Most of her novels provide a realistic peek into the feminine perspective while highlighting a woman’s desperate desire to create a distinct identity although shackled by the confines of the societal norms as prevalent in India.
Her first novel, Cry, the Peacock, is about the suicide of a young Delhi housewife called Maya. Feeling trapped by the suffocating walls of a loveless, empty, arranged marriage to the much older lawyer, Gautama, the novel communicates the chaotic thoughts of an unhappy woman who is constantly thinking and talking of death.
Another of my favorite Anita Desai novels is set in the late 1950s, Voices in the City where the journey of three young adults begins in search of a better future in the city and depicts the reality and somberness of the Indian society which was still undergoing a disturbing state of transition.
Yet another favorite of mine is Bye-Bye, Blackbird, which is Anita Desai’s first literary coverage of a country beyond the Indian boundaries as she explores London that was flooded with commonwealth immigration during 1950s and 1960s. Dev, the main protagonist, a young man from Calcutta, arrives in England to study at the London School of Economics. He stays with two old friends, Adit and Sarah, an Indian-English interracial couple. The way in which the young, patriotic Indian man begins to see the beauty of the country he had once hated is a beautiful transition that the author achieves because her protagonist experiences the good and the bad in a foreign land, an aspect that most of us can relate with, till Dev becomes completely enamoured with the English way of life.
Another of my early favorites is,Where Shall We Go This Summer? (1975) which is focused on a desperate Indian wife who thinks up ways to escape her marriage by visiting her home island of Manori. With two of her four children, she travels all the way to this island while she is in the third trimester of yet another pregnancy. There are few women who hate to return to the roots where they first grew aware of life and its woes because that is their first experience of the fleeting world and its fleeting relationships. Sita recalls the powerful presence of her father, a great leader on the island and takes the respect of all the islanders as something that is rightfully hers because she believes that there is some magic around the island that can safely bring an end to her woes and her hopeless marriage.

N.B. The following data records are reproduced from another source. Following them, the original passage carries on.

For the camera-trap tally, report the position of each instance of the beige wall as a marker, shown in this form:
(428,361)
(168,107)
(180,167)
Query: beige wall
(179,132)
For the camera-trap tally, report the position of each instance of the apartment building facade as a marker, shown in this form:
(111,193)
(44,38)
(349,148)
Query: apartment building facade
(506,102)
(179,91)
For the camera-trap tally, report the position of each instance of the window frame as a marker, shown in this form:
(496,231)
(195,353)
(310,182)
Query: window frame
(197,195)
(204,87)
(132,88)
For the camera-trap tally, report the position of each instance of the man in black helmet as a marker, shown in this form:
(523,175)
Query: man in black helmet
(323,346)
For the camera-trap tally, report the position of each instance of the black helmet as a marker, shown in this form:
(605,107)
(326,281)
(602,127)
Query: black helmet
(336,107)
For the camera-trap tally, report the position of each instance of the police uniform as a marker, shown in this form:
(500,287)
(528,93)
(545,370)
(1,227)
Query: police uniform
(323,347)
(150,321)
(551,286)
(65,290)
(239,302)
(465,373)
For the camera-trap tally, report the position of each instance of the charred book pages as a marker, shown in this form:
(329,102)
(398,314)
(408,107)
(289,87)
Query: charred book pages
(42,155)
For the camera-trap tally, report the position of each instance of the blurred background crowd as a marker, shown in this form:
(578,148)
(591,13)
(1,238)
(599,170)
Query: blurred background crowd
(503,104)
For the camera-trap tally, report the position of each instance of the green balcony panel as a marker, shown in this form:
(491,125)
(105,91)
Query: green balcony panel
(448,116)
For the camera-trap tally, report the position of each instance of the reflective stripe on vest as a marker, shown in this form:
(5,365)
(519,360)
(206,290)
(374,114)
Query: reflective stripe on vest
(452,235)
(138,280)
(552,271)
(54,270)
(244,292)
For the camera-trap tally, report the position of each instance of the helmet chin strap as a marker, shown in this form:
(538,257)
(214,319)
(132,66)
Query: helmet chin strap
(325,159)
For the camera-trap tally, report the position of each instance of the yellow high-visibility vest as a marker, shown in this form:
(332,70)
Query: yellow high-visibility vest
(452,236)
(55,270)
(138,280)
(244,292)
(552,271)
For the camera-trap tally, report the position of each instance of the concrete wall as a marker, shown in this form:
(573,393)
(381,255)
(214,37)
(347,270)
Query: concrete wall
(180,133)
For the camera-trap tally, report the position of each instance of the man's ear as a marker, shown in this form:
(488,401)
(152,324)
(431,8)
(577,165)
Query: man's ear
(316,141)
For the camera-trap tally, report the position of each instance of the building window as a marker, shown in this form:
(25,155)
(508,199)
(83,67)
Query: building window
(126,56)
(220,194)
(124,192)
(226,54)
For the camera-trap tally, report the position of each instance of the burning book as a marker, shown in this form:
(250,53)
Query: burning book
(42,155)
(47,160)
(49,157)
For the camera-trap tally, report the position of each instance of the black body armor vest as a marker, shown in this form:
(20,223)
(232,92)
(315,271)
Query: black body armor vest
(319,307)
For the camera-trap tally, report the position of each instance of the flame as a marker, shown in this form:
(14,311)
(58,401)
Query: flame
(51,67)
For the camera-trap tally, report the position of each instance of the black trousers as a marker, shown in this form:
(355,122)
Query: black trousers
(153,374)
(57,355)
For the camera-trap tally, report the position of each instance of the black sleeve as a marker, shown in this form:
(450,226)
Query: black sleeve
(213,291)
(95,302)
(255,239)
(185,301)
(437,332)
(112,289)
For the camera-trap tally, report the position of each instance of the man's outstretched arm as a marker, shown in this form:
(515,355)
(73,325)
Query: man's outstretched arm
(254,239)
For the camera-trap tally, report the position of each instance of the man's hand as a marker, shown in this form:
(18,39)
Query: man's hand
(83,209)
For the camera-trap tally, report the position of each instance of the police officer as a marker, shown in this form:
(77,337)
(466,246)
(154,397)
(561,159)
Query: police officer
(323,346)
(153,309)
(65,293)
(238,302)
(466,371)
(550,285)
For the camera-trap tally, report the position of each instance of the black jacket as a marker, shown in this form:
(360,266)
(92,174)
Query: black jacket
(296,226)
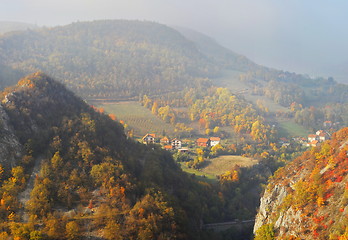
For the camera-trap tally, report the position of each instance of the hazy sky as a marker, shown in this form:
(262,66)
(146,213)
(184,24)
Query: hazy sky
(306,36)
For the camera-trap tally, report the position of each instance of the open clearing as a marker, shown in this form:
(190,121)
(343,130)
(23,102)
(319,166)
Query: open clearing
(222,164)
(288,128)
(137,117)
(218,166)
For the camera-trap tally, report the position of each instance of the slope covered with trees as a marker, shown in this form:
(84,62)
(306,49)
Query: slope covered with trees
(90,180)
(109,58)
(307,199)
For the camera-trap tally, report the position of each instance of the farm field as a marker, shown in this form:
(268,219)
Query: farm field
(288,128)
(218,166)
(221,164)
(137,117)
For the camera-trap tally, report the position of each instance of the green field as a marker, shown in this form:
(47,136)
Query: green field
(288,128)
(218,166)
(137,117)
(221,164)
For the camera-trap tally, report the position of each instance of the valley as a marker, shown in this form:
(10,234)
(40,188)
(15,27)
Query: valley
(143,131)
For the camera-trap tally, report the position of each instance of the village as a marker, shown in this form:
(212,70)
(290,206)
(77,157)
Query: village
(177,144)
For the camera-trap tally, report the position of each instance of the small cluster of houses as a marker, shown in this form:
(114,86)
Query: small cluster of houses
(315,139)
(177,143)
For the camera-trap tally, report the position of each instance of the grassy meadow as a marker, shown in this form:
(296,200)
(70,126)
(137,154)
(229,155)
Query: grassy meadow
(289,128)
(218,166)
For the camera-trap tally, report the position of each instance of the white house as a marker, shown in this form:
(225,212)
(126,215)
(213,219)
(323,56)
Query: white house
(214,141)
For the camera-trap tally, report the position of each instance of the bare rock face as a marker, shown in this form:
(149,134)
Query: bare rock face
(10,148)
(308,198)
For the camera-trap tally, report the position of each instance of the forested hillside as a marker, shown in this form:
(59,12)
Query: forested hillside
(15,26)
(307,199)
(90,179)
(75,174)
(109,58)
(123,59)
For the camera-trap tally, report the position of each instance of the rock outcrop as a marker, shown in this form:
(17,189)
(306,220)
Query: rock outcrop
(10,148)
(308,198)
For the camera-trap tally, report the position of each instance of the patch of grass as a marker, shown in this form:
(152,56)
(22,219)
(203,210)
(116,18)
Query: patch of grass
(138,118)
(222,164)
(218,166)
(292,129)
(199,174)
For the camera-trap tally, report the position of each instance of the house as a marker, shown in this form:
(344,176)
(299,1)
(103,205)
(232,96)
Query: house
(214,141)
(183,150)
(164,141)
(314,143)
(319,132)
(312,137)
(149,138)
(322,137)
(176,143)
(327,124)
(203,142)
(168,147)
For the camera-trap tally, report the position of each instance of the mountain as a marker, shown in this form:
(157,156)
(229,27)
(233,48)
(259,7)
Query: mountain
(308,198)
(122,59)
(71,172)
(220,55)
(15,26)
(109,58)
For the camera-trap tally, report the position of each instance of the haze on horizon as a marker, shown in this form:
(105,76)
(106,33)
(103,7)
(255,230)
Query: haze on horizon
(298,36)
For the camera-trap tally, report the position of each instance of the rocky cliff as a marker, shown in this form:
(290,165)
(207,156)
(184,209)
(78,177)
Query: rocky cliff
(10,148)
(307,199)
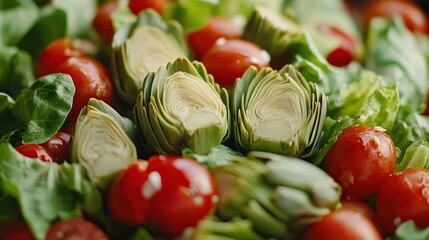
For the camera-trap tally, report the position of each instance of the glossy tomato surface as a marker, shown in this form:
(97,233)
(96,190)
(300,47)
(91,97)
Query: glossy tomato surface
(187,193)
(129,196)
(343,224)
(34,151)
(73,229)
(404,196)
(91,81)
(413,16)
(201,40)
(361,159)
(228,59)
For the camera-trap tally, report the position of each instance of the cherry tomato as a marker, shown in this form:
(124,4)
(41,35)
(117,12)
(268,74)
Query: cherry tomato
(187,193)
(200,41)
(15,230)
(102,22)
(404,196)
(130,194)
(342,55)
(343,224)
(34,151)
(75,228)
(58,147)
(413,16)
(91,81)
(138,5)
(361,159)
(227,59)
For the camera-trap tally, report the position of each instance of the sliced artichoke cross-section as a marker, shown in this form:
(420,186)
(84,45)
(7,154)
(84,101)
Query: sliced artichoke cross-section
(101,144)
(271,30)
(143,47)
(180,106)
(277,111)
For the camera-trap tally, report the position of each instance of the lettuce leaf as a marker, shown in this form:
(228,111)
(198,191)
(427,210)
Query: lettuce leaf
(45,191)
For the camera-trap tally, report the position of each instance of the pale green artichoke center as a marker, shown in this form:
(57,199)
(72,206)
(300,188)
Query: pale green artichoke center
(193,103)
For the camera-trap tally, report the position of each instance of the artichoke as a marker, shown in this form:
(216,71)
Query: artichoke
(180,106)
(280,195)
(101,144)
(142,47)
(271,30)
(277,111)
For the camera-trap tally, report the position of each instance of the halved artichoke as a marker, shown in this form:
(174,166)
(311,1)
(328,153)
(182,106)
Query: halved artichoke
(101,144)
(180,106)
(143,47)
(271,30)
(277,111)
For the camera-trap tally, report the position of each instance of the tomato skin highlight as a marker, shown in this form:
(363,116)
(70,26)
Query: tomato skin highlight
(188,193)
(360,160)
(127,203)
(34,151)
(343,224)
(227,60)
(413,16)
(404,196)
(102,21)
(75,228)
(91,81)
(201,40)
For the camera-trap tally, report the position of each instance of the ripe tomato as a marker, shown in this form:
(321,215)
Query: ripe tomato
(361,159)
(201,40)
(130,194)
(75,228)
(343,224)
(227,59)
(15,230)
(404,196)
(34,151)
(187,193)
(91,81)
(413,16)
(58,147)
(138,5)
(102,21)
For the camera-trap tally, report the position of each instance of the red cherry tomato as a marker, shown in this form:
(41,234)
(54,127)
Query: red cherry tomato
(15,230)
(360,160)
(34,151)
(227,60)
(91,81)
(413,16)
(187,193)
(404,196)
(200,41)
(75,228)
(130,194)
(136,6)
(343,224)
(342,55)
(58,147)
(102,22)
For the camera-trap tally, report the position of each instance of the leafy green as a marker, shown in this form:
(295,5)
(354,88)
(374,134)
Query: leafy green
(45,191)
(394,53)
(17,17)
(44,106)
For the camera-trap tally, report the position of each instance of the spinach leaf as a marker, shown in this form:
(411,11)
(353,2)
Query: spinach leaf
(17,17)
(44,106)
(45,191)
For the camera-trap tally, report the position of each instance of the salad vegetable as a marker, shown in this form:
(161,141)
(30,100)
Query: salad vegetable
(214,119)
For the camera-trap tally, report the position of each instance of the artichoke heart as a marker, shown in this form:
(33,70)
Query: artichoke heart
(277,111)
(180,107)
(271,30)
(101,146)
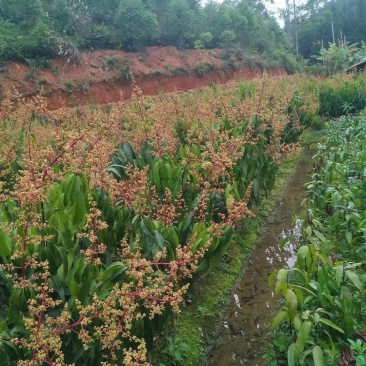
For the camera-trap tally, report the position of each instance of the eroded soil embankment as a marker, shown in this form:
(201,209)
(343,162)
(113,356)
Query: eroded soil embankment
(111,91)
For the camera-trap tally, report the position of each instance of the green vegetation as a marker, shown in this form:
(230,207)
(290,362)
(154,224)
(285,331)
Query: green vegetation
(323,308)
(44,29)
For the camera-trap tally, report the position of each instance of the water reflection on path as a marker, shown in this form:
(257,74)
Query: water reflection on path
(249,312)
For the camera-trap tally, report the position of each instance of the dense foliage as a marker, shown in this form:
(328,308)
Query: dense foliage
(39,28)
(321,318)
(107,216)
(315,22)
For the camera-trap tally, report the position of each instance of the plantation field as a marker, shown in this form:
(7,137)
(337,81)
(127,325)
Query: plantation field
(108,215)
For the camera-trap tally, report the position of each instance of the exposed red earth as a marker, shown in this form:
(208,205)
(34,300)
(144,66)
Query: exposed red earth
(99,79)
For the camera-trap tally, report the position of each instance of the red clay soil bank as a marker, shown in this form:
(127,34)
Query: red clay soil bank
(110,91)
(97,80)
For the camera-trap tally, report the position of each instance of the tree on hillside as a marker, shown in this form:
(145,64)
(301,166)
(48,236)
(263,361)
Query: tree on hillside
(135,25)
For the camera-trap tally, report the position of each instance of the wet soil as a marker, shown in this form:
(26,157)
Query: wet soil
(245,324)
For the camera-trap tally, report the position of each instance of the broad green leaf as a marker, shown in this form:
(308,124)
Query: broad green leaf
(354,278)
(5,245)
(303,251)
(278,319)
(320,236)
(291,300)
(114,270)
(318,356)
(339,274)
(302,337)
(331,324)
(291,355)
(282,275)
(271,278)
(349,237)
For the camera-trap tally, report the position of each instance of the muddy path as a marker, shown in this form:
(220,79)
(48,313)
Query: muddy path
(245,324)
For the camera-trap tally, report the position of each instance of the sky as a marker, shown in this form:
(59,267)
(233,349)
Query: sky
(275,7)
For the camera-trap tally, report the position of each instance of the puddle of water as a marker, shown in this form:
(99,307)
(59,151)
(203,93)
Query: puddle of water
(245,324)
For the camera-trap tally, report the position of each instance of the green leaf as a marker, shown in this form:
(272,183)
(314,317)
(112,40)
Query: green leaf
(339,274)
(114,270)
(291,355)
(256,188)
(318,356)
(302,337)
(303,251)
(320,236)
(5,245)
(331,324)
(291,300)
(355,279)
(278,319)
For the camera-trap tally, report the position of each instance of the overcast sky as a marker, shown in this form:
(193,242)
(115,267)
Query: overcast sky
(277,4)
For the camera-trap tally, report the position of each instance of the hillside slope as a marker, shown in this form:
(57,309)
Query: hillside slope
(105,76)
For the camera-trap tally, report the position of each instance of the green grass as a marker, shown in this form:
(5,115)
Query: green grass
(198,323)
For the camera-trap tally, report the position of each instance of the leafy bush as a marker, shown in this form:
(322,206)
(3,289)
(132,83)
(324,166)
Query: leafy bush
(349,97)
(288,61)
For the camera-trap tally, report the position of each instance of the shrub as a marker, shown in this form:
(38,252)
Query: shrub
(349,97)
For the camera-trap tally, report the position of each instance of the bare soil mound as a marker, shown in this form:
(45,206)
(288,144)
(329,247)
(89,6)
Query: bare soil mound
(104,76)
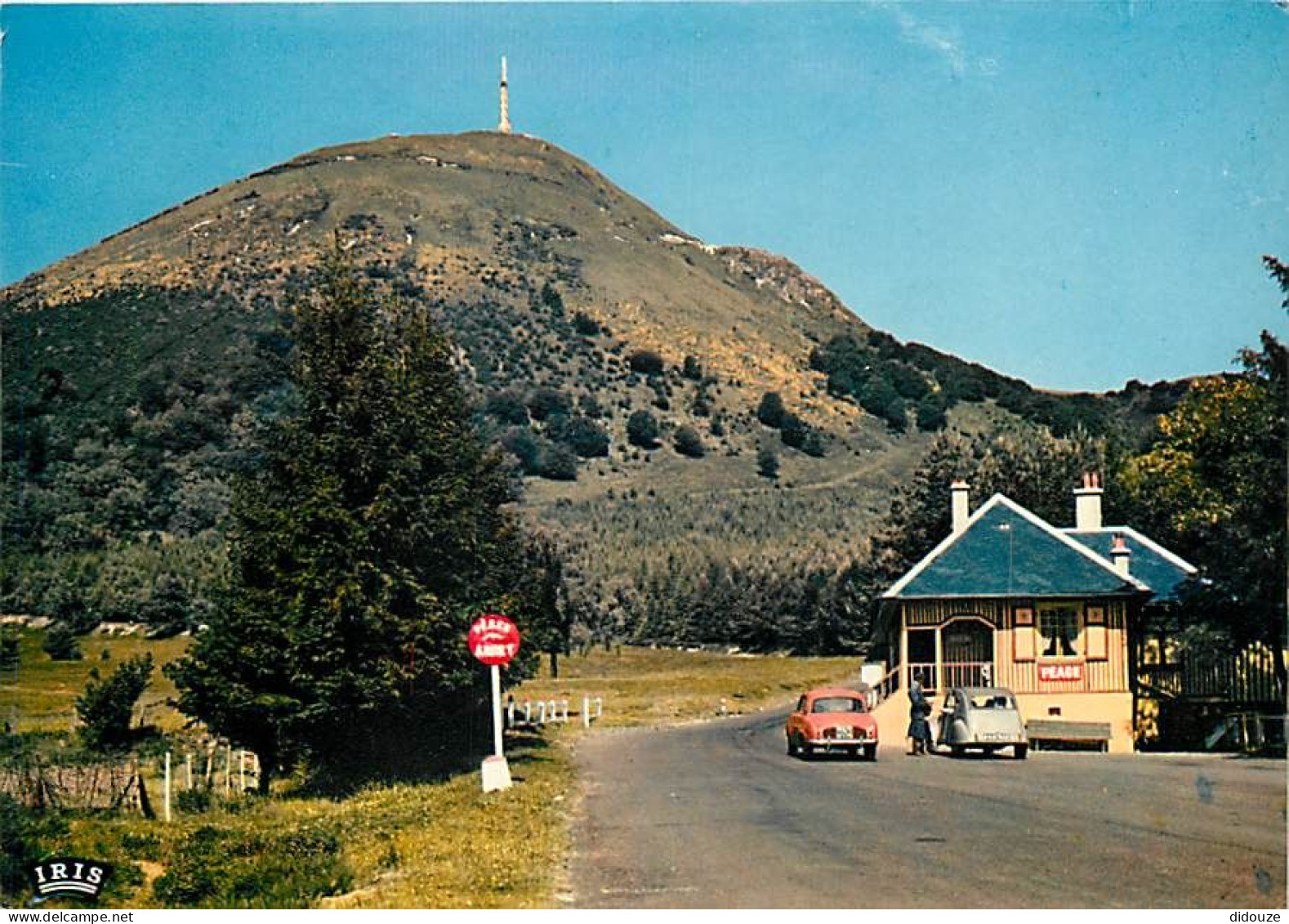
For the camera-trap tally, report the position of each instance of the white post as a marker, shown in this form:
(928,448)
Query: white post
(497,710)
(495,771)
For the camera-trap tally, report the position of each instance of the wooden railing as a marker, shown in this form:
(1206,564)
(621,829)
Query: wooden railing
(952,674)
(887,685)
(1244,676)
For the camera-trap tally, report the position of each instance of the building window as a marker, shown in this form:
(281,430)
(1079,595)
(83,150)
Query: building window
(1059,633)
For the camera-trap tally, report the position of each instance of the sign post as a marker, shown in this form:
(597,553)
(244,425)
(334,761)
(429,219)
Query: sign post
(495,641)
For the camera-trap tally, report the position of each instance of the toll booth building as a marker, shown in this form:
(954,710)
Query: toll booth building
(1008,600)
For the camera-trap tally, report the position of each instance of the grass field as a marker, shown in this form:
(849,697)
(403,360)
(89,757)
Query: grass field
(430,844)
(42,698)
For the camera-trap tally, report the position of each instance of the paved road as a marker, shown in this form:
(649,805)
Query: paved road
(718,816)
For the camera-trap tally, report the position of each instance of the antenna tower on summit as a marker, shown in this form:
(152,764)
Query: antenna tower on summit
(504,124)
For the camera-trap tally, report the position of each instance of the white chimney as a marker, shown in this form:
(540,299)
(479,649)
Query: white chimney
(1087,504)
(961,506)
(1121,555)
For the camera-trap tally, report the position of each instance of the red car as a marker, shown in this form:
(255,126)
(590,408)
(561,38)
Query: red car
(833,721)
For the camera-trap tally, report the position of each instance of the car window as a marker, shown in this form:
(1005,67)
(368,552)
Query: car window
(838,704)
(992,701)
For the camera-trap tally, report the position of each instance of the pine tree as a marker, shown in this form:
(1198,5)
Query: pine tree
(360,549)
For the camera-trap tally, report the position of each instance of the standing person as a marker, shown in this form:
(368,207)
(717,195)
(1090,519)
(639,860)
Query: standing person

A novel that won great critical reception, Fasting, Feasting relates to the woeful life of an Indian daughter who always took second place to their beloved son. Her parents view her as a glorified servant and nothing more because their whole existence revolves around the whims and fancies of their only son. What the Indian daughter goes through and her deep longing to attain independence without marriage is the focus of this highly illuminating novel.
There is no doubt that the psychological development of most of the female protagonists who are represented within the rigid societal norms of Indian family culture has provide uniquely illuminating glimpses of how hopeless and lonely the real world is for these women because they are shackled by their own inability to understand or face the world boldly. The complexity of the family relationships that are beautifully represented in Anita Desai's novels represents a treasury of this novelist’s ability to keenly observe and bring to life all that is happening around her with a realistic vision.